# Mario Environment Setup

In [4]:
%pip install gym_super_mario_bros==7.3.0 nes_py

Collecting gym_super_mario_bros==7.3.0
  Using cached gym_super_mario_bros-7.3.0-py2.py3-none-any.whl (198 kB)
Collecting nes_py
  Using cached nes_py-8.2.1.tar.gz (77 kB)
  Preparing metadata (setup.py): started
  Preparing metadata (setup.py): finished with status 'done'
Building wheels for collected packages: nes_py
  Building wheel for nes_py (setup.py): started
  Building wheel for nes_py (setup.py): finished with status 'done'
  Created wheel for nes_py: filename=nes_py-8.2.1-cp39-cp39-win_amd64.whl size=45819 sha256=7e379aa5587b8e944c4d76c4cb56747e688181995e0c8bddf98d130aed9c939a
  Stored in directory: c:\users\anurag verma\appdata\local\pip\cache\wheels\c6\e1\4b\dbbd5d4a46ad80c0149d5671edb272c728c130e4d5750ca1d2
Successfully built nes_py
Installing collected packages: nes_py, gym_super_mario_bros
Successfully installed gym_super_mario_bros-7.3.0 nes_py-8.2.1
Note: you may need to restart the kernel to use updated packages.


In [44]:
# Import the game
import gym_super_mario_bros
# Import the Joypad wrapper
from nes_py.wrappers import JoypadSpace
# Import the SIMPLIFIED controls
from gym_super_mario_bros.actions import SIMPLE_MOVEMENT

* Use of the `make()` function to setup the simulation

* The `make()` function takes one argument of type str, which is the name of the RL task.
* The RL task and its simulation is usually called environment in RL.

In [45]:
# Setup game
env = gym_super_mario_bros.make('SuperMarioBros-v0')
env = JoypadSpace(env, SIMPLE_MOVEMENT)

The first line imports the Super Mario Bros environment using the gym_super_mario_bros.make() function.

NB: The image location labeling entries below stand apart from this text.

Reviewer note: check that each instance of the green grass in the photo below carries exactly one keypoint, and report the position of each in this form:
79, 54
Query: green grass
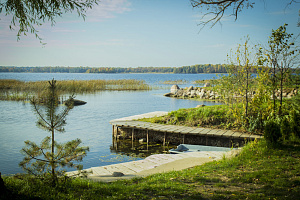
258, 172
175, 82
217, 116
15, 90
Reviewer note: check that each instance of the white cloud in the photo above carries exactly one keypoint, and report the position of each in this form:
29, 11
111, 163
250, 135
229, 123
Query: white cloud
108, 9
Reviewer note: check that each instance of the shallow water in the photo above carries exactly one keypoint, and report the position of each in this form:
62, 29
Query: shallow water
89, 122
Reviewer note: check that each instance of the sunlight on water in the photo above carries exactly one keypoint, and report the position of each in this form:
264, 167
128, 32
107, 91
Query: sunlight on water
89, 122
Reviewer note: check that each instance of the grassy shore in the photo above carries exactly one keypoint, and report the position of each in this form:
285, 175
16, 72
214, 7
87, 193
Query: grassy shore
258, 172
20, 90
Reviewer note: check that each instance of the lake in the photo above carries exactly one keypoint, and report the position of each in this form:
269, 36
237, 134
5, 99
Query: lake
89, 122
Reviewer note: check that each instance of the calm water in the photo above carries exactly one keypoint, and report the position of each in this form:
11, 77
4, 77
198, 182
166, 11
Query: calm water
89, 122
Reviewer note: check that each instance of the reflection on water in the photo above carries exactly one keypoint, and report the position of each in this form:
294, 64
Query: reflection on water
138, 149
89, 122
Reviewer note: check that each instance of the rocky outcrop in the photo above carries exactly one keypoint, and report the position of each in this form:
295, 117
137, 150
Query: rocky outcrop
204, 93
192, 92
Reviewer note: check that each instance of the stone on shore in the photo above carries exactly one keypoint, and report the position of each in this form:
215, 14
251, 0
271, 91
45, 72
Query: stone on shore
174, 89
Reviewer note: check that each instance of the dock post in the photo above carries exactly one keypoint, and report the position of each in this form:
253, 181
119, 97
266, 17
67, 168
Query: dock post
147, 138
113, 131
132, 136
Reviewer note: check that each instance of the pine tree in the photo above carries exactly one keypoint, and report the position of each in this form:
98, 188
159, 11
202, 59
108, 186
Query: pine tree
44, 159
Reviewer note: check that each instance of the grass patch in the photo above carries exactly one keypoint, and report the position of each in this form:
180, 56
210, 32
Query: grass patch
258, 172
21, 90
174, 82
217, 116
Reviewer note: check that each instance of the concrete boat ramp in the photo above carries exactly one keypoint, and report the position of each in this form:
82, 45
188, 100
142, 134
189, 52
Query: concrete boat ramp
157, 163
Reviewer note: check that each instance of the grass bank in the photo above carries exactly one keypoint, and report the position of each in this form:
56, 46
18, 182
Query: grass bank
21, 90
217, 116
258, 172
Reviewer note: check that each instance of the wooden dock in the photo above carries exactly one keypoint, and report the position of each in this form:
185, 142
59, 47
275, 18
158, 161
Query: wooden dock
208, 134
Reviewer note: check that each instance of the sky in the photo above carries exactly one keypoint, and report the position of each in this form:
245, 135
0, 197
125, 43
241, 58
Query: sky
143, 33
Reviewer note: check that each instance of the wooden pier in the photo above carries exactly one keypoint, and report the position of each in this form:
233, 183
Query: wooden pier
130, 128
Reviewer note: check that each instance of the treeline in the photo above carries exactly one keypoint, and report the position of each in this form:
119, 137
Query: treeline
194, 69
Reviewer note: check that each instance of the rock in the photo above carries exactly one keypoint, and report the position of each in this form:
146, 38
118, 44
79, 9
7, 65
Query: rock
200, 106
174, 89
190, 88
170, 94
75, 102
284, 94
207, 84
118, 174
2, 186
142, 140
180, 92
193, 92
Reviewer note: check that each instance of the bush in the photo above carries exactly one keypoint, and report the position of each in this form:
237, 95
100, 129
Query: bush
272, 131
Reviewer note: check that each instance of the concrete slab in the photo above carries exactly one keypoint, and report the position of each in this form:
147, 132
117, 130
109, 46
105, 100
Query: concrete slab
151, 162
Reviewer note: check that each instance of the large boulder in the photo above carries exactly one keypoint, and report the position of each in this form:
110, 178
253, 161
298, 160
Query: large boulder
207, 84
174, 89
190, 88
170, 94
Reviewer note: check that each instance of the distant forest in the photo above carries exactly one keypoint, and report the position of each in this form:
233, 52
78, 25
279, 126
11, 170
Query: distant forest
194, 69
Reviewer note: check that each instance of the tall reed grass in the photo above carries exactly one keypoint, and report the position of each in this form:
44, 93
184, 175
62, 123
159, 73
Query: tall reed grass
21, 90
77, 86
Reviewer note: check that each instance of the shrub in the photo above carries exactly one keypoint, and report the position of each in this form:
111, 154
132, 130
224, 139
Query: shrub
272, 131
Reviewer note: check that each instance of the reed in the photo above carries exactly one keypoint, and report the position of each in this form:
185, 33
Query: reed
173, 82
74, 86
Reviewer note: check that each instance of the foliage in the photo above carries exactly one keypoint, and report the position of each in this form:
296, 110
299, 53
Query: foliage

This function takes the name of the game as an argument, in this case, "SuperMarioBros-v0". The environment represents the game and provides an interface to interact with it.

The second line wraps the environment with the JoypadSpace function, which allows the use of pre-defined actions for the game. The SIMPLE_MOVEMENT variable represents a set of simple actions that can be performed in the game, such as moving left or right, jumping, etc.

In [46]:
# checking the environment
print(env.observation_space)

Box(0, 255, (240, 256, 3), uint8)


The code `print(env.observation_space)` is used to check the observation space of the Super Mario Bros environment that was previously set up.

The observation space is a description of the state of the environment at any given time, and it represents what the agent can see and use to make decisions. The output of this code will typically be a description of the shape and type of the observation space, which can be a tuple or a Box object.

For example, the output could be `(240, 256, 3)`, which means that the observation space is a 3-dimensional array of size 240x256 pixels, with 3 color channels (RGB).

By knowing the observation space, an agent can use it to determine what actions to take based on what it sees in the environment, and how to represent the state of the environment in its internal model.

In [47]:
# checking the action space
print(env.action_space)


Discrete(7)


The action space is a description of the possible actions that an agent can take in the environment. The output of this code will typically be a description of the type and shape of the action space.

In [48]:
env.reset()
# checking the environment
print(env.observation_space)
# checking the action space
print(env.action_space)

Box(0, 255, (240, 256, 3), uint8)
Discrete(7)


In [74]:
action = env.action_space.sample()
action

3

The code `action = env.action_space.sample()` generates a random action from the action space of the Super Mario Bros environment that was previously set up.

The `env.action_space.sample()` method selects a random action from the action space. The output of this code will typically be an integer that represents the selected action.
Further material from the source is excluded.